At the start of her second term in 2019, Mayor Muriel Bowser unveiled an ambitious plan to build 36,000 housing units in the District, including 12,000 income-restricted, subsidized homes, by 2025. This plan was part of a broader regional initiative led by the Metropolitan Washington Council of Governments (MWCOG) to build 320,000 housing units by 2030 in order to address the region’s housing shortage. In addition to answering the call from MWCOG, Bowser published a Housing Equity Report in October 2019 that broke the 12,000 affordable unit goal down into specific targets for each of the District’s planning areas.

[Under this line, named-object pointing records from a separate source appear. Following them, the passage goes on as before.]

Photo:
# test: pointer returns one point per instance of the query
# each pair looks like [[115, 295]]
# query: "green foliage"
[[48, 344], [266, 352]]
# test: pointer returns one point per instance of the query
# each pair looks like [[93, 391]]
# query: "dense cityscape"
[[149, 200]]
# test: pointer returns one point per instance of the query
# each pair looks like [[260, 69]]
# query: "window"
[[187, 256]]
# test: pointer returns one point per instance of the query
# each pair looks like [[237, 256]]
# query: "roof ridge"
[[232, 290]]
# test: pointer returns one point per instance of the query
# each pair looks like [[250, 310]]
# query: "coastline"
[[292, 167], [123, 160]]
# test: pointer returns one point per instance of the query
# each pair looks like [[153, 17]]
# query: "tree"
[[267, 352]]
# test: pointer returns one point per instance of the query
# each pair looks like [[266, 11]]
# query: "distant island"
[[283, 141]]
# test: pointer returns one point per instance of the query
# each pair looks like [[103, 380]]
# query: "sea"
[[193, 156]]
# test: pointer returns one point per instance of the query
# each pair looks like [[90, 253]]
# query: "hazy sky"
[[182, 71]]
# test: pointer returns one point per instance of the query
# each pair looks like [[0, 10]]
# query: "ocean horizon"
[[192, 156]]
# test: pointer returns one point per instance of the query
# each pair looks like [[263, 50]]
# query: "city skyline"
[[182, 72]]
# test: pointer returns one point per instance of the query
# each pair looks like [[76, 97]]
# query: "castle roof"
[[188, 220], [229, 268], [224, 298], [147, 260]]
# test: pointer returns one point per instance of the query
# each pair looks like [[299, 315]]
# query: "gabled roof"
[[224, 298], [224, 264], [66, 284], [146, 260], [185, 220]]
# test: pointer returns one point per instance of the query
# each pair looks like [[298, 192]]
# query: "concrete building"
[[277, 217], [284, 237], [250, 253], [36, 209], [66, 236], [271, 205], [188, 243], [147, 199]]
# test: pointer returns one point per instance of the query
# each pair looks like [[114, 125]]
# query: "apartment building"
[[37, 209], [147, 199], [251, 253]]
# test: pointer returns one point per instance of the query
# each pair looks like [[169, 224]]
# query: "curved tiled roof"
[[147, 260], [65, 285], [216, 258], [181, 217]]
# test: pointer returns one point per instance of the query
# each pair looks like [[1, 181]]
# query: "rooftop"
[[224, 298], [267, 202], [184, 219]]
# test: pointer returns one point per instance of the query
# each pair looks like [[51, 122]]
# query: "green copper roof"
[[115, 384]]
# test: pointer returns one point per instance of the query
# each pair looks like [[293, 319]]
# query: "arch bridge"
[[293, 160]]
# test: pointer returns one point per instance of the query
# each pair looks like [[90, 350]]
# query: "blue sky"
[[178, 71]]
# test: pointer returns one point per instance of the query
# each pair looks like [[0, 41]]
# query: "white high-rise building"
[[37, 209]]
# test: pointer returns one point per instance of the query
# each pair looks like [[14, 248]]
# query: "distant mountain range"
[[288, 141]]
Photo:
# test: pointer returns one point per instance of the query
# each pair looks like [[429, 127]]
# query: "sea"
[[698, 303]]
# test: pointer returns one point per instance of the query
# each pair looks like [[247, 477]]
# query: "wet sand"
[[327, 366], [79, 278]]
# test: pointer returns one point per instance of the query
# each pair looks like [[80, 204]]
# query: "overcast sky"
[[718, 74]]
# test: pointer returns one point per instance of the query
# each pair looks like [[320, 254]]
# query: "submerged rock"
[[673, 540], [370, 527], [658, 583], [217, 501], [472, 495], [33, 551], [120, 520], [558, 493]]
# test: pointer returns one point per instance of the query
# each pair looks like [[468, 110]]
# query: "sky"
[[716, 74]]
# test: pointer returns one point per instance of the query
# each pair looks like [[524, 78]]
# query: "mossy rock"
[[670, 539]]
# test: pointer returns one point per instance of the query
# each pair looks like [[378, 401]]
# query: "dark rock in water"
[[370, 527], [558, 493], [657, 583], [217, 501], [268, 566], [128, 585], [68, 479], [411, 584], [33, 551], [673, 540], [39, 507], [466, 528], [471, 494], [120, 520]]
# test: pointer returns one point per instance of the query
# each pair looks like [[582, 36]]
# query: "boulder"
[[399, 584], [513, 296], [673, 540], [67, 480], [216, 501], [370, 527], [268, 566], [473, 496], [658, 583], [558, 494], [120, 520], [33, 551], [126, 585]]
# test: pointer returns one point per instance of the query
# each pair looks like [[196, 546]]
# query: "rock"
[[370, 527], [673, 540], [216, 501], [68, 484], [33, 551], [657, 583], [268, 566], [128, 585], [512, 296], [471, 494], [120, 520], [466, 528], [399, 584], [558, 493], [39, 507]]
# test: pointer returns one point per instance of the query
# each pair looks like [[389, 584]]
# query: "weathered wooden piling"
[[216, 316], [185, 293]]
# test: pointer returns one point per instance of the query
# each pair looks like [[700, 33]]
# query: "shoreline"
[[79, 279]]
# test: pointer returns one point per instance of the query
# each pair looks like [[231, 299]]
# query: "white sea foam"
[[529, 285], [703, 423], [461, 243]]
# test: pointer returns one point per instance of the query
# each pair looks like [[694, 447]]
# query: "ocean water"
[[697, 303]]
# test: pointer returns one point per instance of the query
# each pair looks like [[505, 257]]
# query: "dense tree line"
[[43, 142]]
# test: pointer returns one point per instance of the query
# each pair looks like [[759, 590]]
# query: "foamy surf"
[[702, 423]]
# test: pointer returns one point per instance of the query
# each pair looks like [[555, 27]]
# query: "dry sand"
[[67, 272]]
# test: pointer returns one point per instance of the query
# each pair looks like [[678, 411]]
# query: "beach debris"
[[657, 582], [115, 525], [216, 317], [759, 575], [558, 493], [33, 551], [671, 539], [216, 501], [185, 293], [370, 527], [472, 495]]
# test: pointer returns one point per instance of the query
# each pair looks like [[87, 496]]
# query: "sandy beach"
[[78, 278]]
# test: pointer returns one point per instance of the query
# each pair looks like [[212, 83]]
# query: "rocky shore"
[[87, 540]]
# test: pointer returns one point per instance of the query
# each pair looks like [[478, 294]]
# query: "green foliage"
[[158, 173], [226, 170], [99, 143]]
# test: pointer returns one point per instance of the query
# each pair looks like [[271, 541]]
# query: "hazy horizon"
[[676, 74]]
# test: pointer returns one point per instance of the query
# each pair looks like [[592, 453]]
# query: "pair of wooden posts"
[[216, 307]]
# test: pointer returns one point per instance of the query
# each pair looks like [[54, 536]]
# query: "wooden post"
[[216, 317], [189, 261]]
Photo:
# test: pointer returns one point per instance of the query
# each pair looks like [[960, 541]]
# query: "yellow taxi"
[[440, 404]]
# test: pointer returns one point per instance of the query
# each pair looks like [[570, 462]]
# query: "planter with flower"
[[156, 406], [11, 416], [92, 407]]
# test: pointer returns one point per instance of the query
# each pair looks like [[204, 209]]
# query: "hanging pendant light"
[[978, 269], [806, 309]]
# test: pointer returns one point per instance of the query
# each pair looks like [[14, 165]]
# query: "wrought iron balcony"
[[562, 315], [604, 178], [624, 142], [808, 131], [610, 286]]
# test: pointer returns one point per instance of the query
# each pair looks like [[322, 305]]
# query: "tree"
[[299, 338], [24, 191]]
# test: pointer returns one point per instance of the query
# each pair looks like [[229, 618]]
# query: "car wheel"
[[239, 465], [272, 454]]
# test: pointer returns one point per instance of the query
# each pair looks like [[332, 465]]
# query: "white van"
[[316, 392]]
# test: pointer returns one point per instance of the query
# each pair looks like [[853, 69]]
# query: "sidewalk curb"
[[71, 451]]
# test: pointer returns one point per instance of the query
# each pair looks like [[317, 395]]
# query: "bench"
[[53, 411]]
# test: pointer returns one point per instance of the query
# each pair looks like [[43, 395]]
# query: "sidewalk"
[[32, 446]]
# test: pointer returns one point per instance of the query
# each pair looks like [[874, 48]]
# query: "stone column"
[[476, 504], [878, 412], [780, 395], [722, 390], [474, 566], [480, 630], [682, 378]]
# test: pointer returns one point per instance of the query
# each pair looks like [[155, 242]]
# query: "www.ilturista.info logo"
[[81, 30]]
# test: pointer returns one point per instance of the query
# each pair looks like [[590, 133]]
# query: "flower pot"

The purpose of these more specific targets was to reverse historical patterns of segregation and exclusion by creating quantifiable affordable housing production goals for wealthy, predominantly white neighborhoods such as Georgetown, Dupont Circle, Capitol Hill, and in particular communities west of Rock Creek Park. The below maps from the Housing Equity Report illustrate the distribution of income-restricted, subsidized units in the District as of 2018 (top) and the production goals for income-restricted, subsidized units from 2019 onward (bottom), with a clear emphasis on a more balanced geographic distribution:
Since 2019, the District has made considerable progress in reaching both the 36,000-unit and 12,000 income-restricted, subsidized-unit goals. Through February 2024, developers in DC have produced 33,661 total units (94% of the target) and 9,230 affordable units (77% of the target). Yet the most affluent parts of the District are still lagging well behind their specific targets. Neighborhoods west of Rock Creek (“Rock Creek West”) have produced a mere 135 affordable units, or 6.8% of their target. Capitol Hill has produced 321 affordable units, or 22.9% of its target. Georgetown, Dupont Circle, and Logan Circle (“Near Northwest”) have produced 329 affordable units, or 26.3% of their target.
Meanwhile, by contrast, neighborhoods east of the Anacostia River have produced 3,539 affordable units, 220% of their target. Despite the well-intentioned goals of the Housing Equity Report, the production of income-restricted, subsidized housing in the District continues to be deeply uneven geographically, with such homes mostly absent from wealthy white neighborhoods and heavily concentrated in low-income black neighborhoods. Despite DC policymakers’ big push to build 12,000 income-restricted, subsidized units within five years, the de facto residential segregation of our city continues.
Why has the implementation of the Housing Equity Report failed to move the needle more significantly? Often, policymakers focus on cost. Because land values are higher in wealthy areas, building affordable housing in those areas is more expensive. This is certainly true, yet the District has demonstrated a willingness to prioritize funding for projects in these areas despite higher land costs, precisely in order to meet its geographic distribution goals. Observers also focus on political opposition, since residents rich in money, or time, have in many notable instances organized to try to block new housing, whether market-rate or affordable, in their neighborhoods. This is also certainly true, yet there is now considerable political will in the District, including from the mayor, DC Council, and many Advisory Neighborhood Commissions, to support such projects.